Yu-Han Chiu, M.D., Sc.D., from the Harvard T.H. Chan School of Public Health in Boston, and colleagues examined the teratogenicity of metformin use in the first trimester of pregnancy in an observational cohort study of 12,489 pregnant women with pregestational type 2 diabetes receiving metformin monotherapy before the last menstrual period (LMP). Two treatment strategies were assessed: insulin monotherapy (discontinue metformin and initiate insulin within 90 days of LMP; 850 women) and insulin plus metformin (continue metformin and initiate insulin within 90 days of LMP; 1,557 women).

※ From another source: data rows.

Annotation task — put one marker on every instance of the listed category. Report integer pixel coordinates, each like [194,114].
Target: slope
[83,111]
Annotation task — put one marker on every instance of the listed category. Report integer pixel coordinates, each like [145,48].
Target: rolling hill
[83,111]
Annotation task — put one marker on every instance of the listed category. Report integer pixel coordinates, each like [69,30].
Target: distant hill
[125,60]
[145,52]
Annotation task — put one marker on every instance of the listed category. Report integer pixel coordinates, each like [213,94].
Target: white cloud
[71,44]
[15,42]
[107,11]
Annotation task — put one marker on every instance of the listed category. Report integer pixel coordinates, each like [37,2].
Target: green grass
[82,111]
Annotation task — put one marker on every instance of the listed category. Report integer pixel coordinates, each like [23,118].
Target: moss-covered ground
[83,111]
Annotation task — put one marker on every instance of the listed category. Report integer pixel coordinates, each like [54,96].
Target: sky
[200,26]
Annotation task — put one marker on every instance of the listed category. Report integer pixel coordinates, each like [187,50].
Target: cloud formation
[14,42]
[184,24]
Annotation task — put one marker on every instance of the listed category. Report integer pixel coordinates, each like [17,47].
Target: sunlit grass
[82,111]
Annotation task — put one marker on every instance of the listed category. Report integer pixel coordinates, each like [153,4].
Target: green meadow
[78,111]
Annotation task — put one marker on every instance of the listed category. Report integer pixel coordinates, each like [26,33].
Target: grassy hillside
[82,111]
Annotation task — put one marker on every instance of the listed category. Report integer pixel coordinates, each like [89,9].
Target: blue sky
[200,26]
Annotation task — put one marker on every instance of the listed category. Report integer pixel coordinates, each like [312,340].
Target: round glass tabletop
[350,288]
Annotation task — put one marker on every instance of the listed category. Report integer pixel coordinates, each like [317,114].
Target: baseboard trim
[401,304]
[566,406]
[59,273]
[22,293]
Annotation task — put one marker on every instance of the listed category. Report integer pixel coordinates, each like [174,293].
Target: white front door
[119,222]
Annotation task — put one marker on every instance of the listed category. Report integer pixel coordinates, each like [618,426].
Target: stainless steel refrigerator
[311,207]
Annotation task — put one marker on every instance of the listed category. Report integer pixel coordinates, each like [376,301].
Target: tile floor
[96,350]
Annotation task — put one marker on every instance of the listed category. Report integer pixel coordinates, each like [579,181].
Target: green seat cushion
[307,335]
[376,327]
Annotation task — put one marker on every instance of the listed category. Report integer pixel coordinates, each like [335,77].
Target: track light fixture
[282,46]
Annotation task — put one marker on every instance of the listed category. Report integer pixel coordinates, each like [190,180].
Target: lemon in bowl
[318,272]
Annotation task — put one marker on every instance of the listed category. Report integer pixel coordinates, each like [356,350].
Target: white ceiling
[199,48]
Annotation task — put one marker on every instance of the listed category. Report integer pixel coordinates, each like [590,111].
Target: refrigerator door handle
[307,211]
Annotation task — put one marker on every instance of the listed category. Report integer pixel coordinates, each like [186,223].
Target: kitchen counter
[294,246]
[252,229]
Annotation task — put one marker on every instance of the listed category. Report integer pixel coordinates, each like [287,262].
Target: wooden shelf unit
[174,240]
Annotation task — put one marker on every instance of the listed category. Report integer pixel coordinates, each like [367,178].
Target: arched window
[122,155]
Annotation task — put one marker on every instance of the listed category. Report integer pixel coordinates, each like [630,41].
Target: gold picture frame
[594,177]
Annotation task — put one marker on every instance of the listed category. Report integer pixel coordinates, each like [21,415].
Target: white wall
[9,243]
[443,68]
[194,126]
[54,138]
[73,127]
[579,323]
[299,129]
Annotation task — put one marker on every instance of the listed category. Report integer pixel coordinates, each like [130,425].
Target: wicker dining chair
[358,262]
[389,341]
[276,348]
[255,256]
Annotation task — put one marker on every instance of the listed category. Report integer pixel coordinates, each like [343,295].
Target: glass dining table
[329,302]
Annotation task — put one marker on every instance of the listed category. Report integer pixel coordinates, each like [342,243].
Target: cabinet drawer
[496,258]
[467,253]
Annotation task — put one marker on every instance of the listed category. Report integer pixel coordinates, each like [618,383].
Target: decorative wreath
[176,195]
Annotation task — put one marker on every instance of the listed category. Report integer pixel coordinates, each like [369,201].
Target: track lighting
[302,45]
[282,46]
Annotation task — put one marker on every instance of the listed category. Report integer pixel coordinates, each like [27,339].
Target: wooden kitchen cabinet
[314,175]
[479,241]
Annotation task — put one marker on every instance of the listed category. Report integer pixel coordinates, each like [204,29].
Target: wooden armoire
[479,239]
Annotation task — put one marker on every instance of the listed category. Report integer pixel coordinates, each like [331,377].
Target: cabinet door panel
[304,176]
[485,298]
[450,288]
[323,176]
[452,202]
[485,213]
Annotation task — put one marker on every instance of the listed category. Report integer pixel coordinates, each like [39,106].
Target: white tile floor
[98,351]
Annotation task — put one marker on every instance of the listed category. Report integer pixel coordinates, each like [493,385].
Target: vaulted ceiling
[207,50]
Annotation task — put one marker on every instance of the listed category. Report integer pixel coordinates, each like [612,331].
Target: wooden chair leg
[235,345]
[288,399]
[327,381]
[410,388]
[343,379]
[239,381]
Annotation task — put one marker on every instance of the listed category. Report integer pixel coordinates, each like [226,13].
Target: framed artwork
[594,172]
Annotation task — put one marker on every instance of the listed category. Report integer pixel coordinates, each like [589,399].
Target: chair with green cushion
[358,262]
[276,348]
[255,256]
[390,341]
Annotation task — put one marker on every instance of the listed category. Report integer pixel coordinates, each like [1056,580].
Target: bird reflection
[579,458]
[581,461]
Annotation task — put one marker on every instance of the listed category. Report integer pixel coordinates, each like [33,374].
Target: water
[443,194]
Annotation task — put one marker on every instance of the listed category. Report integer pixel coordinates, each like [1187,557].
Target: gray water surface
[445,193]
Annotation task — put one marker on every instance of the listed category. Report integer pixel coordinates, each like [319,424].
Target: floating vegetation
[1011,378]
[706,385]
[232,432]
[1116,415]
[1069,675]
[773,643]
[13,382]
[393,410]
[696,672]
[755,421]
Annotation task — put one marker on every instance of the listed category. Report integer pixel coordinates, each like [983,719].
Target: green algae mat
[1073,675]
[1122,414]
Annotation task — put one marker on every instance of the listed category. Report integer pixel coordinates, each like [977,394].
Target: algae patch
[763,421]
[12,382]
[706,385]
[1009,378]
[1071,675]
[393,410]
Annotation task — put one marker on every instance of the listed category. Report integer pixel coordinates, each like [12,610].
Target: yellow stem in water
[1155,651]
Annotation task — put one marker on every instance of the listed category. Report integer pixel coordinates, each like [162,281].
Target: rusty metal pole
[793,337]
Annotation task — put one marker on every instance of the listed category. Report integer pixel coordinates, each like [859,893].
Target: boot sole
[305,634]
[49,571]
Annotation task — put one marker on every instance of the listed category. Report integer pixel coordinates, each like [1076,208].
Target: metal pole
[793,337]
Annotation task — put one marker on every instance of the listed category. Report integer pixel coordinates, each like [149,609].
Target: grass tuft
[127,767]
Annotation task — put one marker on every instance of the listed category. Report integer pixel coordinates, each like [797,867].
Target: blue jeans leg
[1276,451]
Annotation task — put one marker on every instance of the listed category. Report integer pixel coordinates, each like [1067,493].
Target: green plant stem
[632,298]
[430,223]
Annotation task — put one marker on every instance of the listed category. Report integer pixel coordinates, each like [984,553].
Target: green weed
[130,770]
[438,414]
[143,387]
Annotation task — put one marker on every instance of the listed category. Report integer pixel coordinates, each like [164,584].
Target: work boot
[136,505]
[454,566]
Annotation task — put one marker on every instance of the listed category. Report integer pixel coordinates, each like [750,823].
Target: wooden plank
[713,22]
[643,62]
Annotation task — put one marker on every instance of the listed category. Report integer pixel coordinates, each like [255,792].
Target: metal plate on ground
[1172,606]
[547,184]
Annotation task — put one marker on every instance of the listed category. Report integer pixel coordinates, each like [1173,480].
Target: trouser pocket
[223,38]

The researchers found that the estimated risk for nonlive birth was 32.7 and 34.3 percent under insulin monotherapy and insulin plus metformin, respectively (risk ratio, 1.02; 95 percent confidence interval, 1.01 to 1.04). The estimated risk for live birth with congenital malformations was 8.0 and 5.7 percent under insulin monotherapy and insulin plus metformin, respectively (risk ratio, 0.72; 95 percent confidence interval, 0.51 to 1.09).
“Current recommendations of switching from metformin to insulin before pregnancy for the management of type 2 diabetes in pregnancy based on teratogenicity concerns may require reconsideration,” the authors write.